You have to be careful about what they are asking here. I am responding to this on a higher level given the behavior of the commands you are talking about.
Spectrum will pull back multiple OIDs for any given poll cycle. This is used to populate the various things that it needs to do. By default Spectrum does NOT pull back a whole pile of OIDs (unlike eHealth or PM) from a device as it is primarily interested in fault management. That is NOT to say that it can't, it is just that it doesn't make sense in order to perform large dumps per poll cycle when all you need to know are a few things about the device.
Spectrum will perform these queries programmatically - as in using a C call in order to perform the task.

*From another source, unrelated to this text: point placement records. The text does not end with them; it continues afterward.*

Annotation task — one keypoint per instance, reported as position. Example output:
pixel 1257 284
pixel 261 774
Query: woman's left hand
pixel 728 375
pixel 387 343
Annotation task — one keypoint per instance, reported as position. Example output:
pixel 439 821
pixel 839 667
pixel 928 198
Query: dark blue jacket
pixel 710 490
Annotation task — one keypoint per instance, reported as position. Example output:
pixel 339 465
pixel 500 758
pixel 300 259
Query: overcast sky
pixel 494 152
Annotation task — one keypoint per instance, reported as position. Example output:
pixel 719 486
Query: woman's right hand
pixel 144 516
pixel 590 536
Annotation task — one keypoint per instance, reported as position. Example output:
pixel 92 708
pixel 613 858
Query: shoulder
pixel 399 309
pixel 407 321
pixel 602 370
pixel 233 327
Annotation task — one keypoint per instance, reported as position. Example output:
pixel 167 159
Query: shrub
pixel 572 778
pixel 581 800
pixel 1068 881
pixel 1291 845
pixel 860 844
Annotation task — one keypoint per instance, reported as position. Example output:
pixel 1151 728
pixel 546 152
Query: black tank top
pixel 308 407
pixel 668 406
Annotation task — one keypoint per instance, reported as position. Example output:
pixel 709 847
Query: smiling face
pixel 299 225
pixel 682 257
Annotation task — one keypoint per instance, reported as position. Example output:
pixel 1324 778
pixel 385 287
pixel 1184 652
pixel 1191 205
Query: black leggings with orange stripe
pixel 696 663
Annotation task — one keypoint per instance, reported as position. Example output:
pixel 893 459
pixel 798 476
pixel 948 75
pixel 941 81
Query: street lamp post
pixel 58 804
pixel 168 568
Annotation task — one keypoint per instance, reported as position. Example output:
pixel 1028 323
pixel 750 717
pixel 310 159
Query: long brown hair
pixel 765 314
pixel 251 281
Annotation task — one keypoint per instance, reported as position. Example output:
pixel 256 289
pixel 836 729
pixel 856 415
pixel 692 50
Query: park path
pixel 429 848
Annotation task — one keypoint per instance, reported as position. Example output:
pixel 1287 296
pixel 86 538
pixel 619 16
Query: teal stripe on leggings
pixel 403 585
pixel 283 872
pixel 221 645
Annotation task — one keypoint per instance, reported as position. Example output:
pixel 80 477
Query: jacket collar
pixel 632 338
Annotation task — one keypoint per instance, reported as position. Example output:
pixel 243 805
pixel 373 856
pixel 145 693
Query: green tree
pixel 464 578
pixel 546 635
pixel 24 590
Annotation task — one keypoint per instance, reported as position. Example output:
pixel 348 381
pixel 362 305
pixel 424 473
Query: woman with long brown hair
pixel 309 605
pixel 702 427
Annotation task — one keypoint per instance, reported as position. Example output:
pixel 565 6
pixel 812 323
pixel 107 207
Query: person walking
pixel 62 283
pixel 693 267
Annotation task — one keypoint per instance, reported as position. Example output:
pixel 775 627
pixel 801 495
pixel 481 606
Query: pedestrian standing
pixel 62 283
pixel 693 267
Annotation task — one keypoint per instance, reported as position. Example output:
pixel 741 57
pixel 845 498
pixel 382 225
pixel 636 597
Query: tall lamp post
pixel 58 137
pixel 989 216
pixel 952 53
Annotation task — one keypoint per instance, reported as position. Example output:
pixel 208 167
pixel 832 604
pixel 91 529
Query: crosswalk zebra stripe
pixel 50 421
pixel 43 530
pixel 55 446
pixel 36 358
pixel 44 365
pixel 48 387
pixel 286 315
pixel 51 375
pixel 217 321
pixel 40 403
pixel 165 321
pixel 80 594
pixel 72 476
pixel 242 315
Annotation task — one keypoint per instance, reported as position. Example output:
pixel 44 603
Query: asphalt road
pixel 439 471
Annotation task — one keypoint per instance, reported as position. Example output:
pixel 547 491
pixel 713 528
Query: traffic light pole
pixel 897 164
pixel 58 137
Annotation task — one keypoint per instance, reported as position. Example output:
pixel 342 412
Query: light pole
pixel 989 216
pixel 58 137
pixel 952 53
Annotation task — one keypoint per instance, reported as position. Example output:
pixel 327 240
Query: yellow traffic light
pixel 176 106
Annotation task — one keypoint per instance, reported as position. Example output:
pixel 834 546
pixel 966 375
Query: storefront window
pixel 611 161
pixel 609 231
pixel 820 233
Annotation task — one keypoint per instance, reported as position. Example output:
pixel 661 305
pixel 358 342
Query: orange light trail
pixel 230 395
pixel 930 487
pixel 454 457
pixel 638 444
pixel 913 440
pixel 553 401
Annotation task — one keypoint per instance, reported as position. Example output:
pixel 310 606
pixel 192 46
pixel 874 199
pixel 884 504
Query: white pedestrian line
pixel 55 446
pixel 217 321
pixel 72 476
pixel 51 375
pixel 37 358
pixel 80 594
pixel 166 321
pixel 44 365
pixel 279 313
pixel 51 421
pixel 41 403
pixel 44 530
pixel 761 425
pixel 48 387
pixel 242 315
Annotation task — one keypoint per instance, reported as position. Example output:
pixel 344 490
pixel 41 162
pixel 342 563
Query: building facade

It does NOT use a series of netsnmp snmpget/walk commands.
Performing snmpget for single OIDs is incredibly inefficient and is definitely NOT what you want in a monitoring tool. You would never be able to poll all of your devices within a poll cycle if this sort of thing was done.
The snmpwalk command is something that you do NOT want to perform against a large device. The reason for this is you can easily take it down with the volume of response that you get back. I have seen Cisco ASRs auto-generate gigs and gigs of text response to snmpwalk commands (generally they die after about 6-8 hours of querying - though in the meantime the CPU of the device is affected).
I don't think that it is possible to simply "turn off" these snmpbulkget queries as it will affect EVERY device/poll that Spectrum will perform. This is, obviously, something that you do NOT want to do.
There might be someone on the forums who can respond as to what the best way to query these devices are considering a possible software issue on the vendor's end. However, I suspect that you might end up having to upgrade the Juniper to a later release that doesn't have the bug that they mention - which I can understand may not be an easy task.